In the previous fiscal, the conversion rate was at 18%.
n The company has an order book of $60mn to be executed in FY12. This is as
against $49mn at the end of the previous fiscal.
n The existing order pipeline, new lines of revenues like managed services and the
company's premier positioning in the area of operations are expected to lead to
revenue growth in the next few quarters.
n However, the critical factor is whether the company is able to convert this order
book into revenues and the pipeline into orders.
Margins
n The company had EBIDTA margins of about 31.9% in the products business as
compared to 32.7% in the previous quarter.
n The margins were lower because of the lower revenues and they fell despite the
reduction in employee costs. Employee costs fell by about 7% on a sequential
basis.
n Subex's employee expenses have seen a reduction over the past several quarters,
which is surprising. The management had indicated a couple of quarters
back that, employee expenses would stabilize at those levels.
n The company had Rs.11mn of operational other income as compared to Rs.36mn
in the previous quarter.


Conversion / restructuring of FCCBs, Preferential placement
n Subex had restructured about $141mn of FCCBs (out of a total of $180mn). The
company has issued new FCCBs of $98.7mn against the cancellation of these
older FCCBs. The new FCCBs carry a coupon of 5% and are convertible into
shares at a price of Rs.80 per share (Rs.656 per share earlier).
n The company has already reduced its liability partly, we have assumed the conversion
of FCCBs to happen over FY12.
n The company held its EGM in February to consider the allotment of about 5.1mn
shares on preferential basis at Rs.81 per share, to M/s KBC Aldini Capital
Mauritius Ltd.
n According to the management, the funds will be utilized to repay bank debts
(non-FCCB debts), which are currently at Rs.1.49bn. The company has likely obligations
to repay the same.
n We are surprised by the fact that, the company has neither opted to re-structure
the debt nor replace the debt, but has agreed to dilute the equity at these valuations.
n We also note that, till recently, management had been indicating high degree of
comfort in repaying all its obligations without further dilution.
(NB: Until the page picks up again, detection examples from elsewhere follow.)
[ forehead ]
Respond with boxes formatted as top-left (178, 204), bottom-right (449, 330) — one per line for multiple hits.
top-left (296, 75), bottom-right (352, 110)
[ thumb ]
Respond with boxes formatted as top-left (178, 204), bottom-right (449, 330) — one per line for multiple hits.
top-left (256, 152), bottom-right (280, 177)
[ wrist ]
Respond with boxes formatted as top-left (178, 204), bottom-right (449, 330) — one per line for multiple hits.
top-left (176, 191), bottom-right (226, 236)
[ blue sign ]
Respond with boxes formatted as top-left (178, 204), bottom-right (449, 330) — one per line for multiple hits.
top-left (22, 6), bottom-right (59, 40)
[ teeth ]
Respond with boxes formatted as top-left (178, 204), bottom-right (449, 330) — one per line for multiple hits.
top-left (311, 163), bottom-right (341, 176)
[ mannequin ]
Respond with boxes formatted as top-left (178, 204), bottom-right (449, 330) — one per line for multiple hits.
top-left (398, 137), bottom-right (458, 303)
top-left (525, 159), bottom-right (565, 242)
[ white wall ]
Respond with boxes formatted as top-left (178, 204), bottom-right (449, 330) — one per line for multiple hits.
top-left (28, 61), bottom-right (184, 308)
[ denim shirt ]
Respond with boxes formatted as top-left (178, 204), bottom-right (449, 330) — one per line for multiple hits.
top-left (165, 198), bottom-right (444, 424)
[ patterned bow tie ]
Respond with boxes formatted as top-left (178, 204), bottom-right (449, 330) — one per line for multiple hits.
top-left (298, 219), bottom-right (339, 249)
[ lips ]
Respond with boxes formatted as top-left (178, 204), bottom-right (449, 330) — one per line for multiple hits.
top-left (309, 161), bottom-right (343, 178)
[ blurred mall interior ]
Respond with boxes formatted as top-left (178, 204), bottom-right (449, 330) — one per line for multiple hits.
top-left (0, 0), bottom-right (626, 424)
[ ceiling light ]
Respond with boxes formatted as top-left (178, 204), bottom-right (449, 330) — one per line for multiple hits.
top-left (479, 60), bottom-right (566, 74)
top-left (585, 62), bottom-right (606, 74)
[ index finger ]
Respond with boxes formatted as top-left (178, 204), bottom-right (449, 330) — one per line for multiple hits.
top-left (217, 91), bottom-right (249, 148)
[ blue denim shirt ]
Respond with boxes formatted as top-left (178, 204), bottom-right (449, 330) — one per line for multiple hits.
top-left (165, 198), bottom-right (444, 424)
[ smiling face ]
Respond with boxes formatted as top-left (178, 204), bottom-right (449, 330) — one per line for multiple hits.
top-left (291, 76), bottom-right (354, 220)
n We have assumed the dilution due to FCCB conversion to Rs.979.6mn as against
the current Rs.693.1mn.
n The increased liquidity may keep the price range bound in the near term.
We make changes to our FY12 estimates.
n We expect Subex to report revenues of Rs.5.47bn in FY12E. Product revenues
are expected to be at Rs.4.86bn.
n EBIDTA margins are expected to improve to about 28.5% in FY12E, on the back
of higher product revenues and cost control initiatives.
n We arrive at a PAT of Rs.938mn in FY12E, leading to an EPS of Rs.9.6 for FY12E,
on the enhanced equity.
n We have neither considered the MTM gains / losses on the FCCBs nor the other
forex gains / losses in line with the company policy, which treats them as extraordinary
items.
Risks
n A delayed recovery in major user economies may impact our projections.
n A sharp acceleration in rupee from the current levels may impact our earnings
estimates for the company.
n Delays in receipt and execution of orders may make earnings volatile in future
quarters while likely impacting the overall revenue and profit growth of the company.